WeightQueue Sudoku::GenerateWeightValues()
{
    WeightQueue Q;
    int i,j;
    for(i=1; i<=9; ++i)
        for(j=1; j<=9; ++j)
        {
            if (Grid[i-1][j-1] == 0)
                GenerateWeightValues(PossibCount, Q, j, i);
        }
        return Q;
} 

The Solver class declaration:

class Solver
{
    WeightQueue Q;

public:
    Sudoku CurPuzzle;
    static Sudoku SudokuSolution;
    static bool IsSolutionSet;
    static int Count;
    static int GlobalPossibilities[9][9];
    static void initializeGP();
    void SetCurPuzzle(Sudoku P);
    bool RecrussiveSolve (); // this starts the main solution iteration process
};

The following shows the main evaluation operation's source:

bool Solver::RecrussiveSolve()
{
    PriorityUnit Unit;
    Solver solve;
    int temp_pos, temp;
    int i;
    int size;
    CurPuzzle.reinitializepos();
    while (CurPuzzle.Solve());
    
    if (CurPuzzle.FullPossibility())  return false;
    
    CurPuzzle.GeneratePossibilityCount();
    CurPuzzle.GenerateInversePossibilityCount();
    CurPuzzle.SetPossibilityCount();
    Q = CurPuzzle.GenerateWeightValues();
    if (CurPuzzle.IsSolved())
    {
        if (CurPuzzle.IsLegal() )
        {
            Solver::SudokuSolution = CurPuzzle;
            Solver::IsSolutionSet = true;
            return true;
        }
        else
            return false;
    }

    solve.SetCurPuzzle(CurPuzzle);

    Unit = Q.top();
    temp_pos = (*CurPuzzle.RetPoss())[Unit.y][Unit.x];
    size = Sudoku::NoOfElements(temp_pos);
    
    for (i = 0; i < size; ++i)
    {

            temp = (*solve.CurPuzzle.RetGrid())[Unit.y][Unit.x] = Sudoku::BitValue(temp_pos);
            Sudoku::DeleteValue(temp, temp_pos);
        
        if (solve.RecrussiveSolve())
            return true;

        solve.SetCurPuzzle(CurPuzzle);
    }
    (*solve.CurPuzzle.RetGrid())[Unit.y][Unit.x] = 0;
    Q.pop();
    return false;
   }

The Solver class's bool RecrussiveSolve() function solves the entire puzzle.
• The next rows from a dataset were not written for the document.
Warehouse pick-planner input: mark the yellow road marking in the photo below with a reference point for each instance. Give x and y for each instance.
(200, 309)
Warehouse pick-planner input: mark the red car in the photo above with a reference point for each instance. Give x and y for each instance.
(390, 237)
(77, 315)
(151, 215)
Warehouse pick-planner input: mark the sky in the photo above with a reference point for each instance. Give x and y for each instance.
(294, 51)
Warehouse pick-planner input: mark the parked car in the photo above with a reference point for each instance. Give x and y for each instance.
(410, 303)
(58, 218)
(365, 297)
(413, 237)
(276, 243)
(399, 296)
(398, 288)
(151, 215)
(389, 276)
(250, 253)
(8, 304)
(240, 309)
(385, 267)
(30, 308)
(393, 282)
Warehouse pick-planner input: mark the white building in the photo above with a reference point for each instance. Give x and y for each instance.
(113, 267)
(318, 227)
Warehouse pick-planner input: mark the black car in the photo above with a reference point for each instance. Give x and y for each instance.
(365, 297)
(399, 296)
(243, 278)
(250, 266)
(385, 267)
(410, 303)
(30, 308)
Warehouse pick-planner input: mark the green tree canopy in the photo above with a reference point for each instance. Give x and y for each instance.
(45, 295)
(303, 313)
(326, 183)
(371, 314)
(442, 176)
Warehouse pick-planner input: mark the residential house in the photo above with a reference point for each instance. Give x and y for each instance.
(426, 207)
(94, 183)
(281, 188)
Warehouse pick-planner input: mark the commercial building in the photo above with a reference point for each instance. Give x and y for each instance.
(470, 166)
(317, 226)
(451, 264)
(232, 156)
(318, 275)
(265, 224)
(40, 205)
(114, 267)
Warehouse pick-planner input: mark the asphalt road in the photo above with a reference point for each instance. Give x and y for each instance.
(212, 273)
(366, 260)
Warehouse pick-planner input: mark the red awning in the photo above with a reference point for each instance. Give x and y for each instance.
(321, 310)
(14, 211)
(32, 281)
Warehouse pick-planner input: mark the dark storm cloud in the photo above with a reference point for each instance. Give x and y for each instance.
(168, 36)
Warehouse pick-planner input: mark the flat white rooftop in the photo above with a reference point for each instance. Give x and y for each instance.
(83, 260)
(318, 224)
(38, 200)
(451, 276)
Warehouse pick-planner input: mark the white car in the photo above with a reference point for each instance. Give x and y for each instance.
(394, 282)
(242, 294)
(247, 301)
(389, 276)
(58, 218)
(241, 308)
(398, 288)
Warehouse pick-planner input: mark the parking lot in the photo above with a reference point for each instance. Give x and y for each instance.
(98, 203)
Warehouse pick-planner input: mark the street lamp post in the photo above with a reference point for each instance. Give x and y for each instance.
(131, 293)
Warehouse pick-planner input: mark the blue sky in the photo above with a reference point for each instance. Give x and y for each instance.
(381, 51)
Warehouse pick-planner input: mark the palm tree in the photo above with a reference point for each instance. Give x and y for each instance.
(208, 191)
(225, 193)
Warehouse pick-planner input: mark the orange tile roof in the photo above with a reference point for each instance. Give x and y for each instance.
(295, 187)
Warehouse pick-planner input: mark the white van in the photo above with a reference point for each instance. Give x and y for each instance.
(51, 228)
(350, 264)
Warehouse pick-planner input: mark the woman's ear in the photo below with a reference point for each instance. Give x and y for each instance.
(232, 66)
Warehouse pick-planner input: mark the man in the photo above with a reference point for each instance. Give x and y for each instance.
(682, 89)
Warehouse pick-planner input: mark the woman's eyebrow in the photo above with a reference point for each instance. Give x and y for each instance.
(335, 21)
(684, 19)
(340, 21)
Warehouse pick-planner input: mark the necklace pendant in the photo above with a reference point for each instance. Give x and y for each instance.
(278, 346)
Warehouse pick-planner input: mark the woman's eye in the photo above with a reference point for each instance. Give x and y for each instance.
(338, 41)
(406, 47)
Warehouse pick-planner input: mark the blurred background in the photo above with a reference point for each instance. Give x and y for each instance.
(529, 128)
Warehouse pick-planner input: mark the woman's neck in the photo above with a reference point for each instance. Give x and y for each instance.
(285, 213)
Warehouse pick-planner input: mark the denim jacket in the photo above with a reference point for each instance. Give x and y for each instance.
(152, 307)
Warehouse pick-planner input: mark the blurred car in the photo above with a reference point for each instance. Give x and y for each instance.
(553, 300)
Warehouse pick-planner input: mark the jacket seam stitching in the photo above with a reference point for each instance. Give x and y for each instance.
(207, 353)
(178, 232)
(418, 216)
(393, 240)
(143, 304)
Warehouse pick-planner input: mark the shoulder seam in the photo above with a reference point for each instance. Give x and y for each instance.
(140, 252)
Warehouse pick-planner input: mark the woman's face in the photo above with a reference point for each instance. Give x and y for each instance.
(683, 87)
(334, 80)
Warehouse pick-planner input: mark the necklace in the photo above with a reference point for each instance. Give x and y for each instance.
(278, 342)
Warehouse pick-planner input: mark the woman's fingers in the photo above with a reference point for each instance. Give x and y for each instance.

Understanding the functioning of this function will be enough to understand the working of the algorithm.

The following,

  CurPuzzle.GeneratePossibilityCount();
  CurPuzzle.GenerateInversePossibilityCount();
  CurPuzzle.SetPossibilityCount();
  Q = CurPuzzle.GenerateWeightValues();

initializes the evaluation for the current iteration. The statement while (CurPuzzle.Solve()); called before these is the program's attempt to try and solve the problem purely based on the rule-based procedure, trying to eliminate the set of numbers that can be entered into each square. The CurPuzzle.Solve() function iterates through each bit-field trying to discover the possible elements (values) that can be entered into the blank box. The set of values are then stored as bit fields. This function runs in a loop because, an empty box getting filled by a value might help provide enough information to figure out the value in a different box. Therefore, until such a possibility is ruled-out the system iterates.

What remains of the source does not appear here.